Search code examples
serializationapache-sparkactorspark-streaming

Unable to deserialize ActorRef to send result to different Actor


I am starting to use Spark Streaming to process a real time data feed I am getting. My scenario is I have a Akka actor receiver using "with ActorHelper", then I have my Spark job doing some mappings and transformation and then I want to send the result to another actor.

My issue is the last part. When trying to send to another actor Spark is raising an exception:

15/02/20 16:43:16 WARN TaskSetManager: Lost task 0.0 in stage 2.0 (TID 2, localhost): java.lang.IllegalStateException: Trying to deserialize a serialized ActorRef without an ActorSystem in scope. Use 'akka.serialization.Serialization.currentSystem.withValue(system) { ... }'

The way I am creating this last actor is the following:

val actorSystem = SparkEnv.get.actorSystem
val lastActor = actorSystem.actorOf(MyLastActor.props(someParam), "MyLastActor")

And then using it like this:

result.foreachRDD(rdd => rdd.foreachPartition(lastActor ! _))
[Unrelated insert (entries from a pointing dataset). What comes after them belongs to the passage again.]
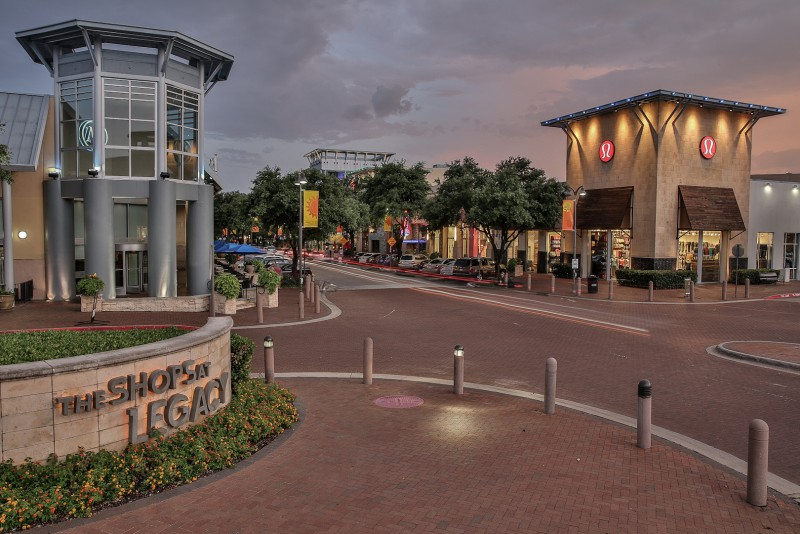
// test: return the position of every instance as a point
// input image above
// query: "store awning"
(605, 209)
(708, 208)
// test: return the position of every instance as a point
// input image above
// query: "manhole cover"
(398, 401)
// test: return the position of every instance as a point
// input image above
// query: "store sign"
(606, 151)
(708, 147)
(175, 410)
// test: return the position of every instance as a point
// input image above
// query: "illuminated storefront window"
(77, 128)
(182, 133)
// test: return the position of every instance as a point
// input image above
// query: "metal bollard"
(458, 370)
(550, 386)
(757, 463)
(643, 419)
(269, 360)
(301, 304)
(368, 361)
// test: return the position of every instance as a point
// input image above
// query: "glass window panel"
(85, 162)
(68, 112)
(143, 133)
(117, 131)
(69, 164)
(143, 163)
(85, 111)
(190, 168)
(120, 221)
(116, 108)
(143, 110)
(117, 162)
(69, 137)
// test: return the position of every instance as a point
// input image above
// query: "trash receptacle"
(592, 284)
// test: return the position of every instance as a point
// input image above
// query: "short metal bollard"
(643, 418)
(458, 370)
(269, 360)
(550, 386)
(301, 305)
(368, 361)
(757, 463)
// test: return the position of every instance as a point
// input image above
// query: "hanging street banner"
(568, 215)
(310, 209)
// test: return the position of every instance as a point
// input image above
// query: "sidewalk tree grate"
(398, 401)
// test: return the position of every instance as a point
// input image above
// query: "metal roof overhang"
(605, 209)
(708, 208)
(40, 43)
(661, 95)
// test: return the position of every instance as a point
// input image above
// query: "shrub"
(561, 270)
(90, 286)
(228, 285)
(241, 358)
(665, 279)
(268, 279)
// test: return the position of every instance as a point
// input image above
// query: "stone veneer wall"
(33, 426)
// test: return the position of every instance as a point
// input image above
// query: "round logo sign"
(606, 150)
(708, 147)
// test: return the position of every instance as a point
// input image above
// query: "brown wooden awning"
(605, 209)
(708, 208)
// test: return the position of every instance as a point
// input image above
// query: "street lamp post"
(301, 181)
(579, 192)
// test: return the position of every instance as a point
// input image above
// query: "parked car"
(435, 266)
(412, 261)
(474, 267)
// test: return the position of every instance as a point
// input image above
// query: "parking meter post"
(458, 370)
(550, 386)
(368, 361)
(269, 360)
(301, 304)
(757, 462)
(643, 419)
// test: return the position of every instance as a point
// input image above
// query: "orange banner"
(310, 209)
(568, 215)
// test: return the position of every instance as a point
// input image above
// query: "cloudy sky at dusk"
(436, 80)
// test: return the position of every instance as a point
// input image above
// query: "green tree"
(232, 211)
(516, 197)
(396, 192)
(5, 159)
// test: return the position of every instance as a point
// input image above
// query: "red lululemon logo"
(708, 147)
(606, 151)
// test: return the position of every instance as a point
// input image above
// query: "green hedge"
(667, 279)
(754, 275)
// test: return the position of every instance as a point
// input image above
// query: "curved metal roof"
(40, 43)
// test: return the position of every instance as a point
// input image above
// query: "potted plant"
(270, 281)
(6, 299)
(90, 287)
(229, 287)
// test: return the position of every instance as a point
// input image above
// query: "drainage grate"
(398, 401)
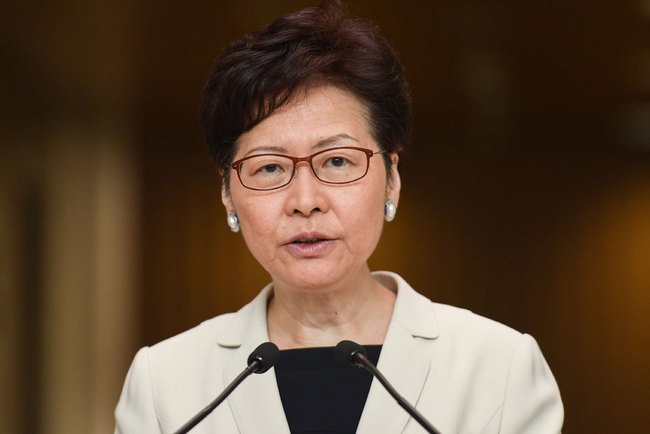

I am not sure where or how to do the advise "Use 'akka.serialization.Serialization.currentSystem.withValue(system) { ... }'". Do I need to set anything special through configuration? Or create my actor differently?


Solution

  • I found that if I collect before I send to the actor it works like a charm:

    result.foreachRDD(rdd =>  rdd.collect().foreach(producer ! _))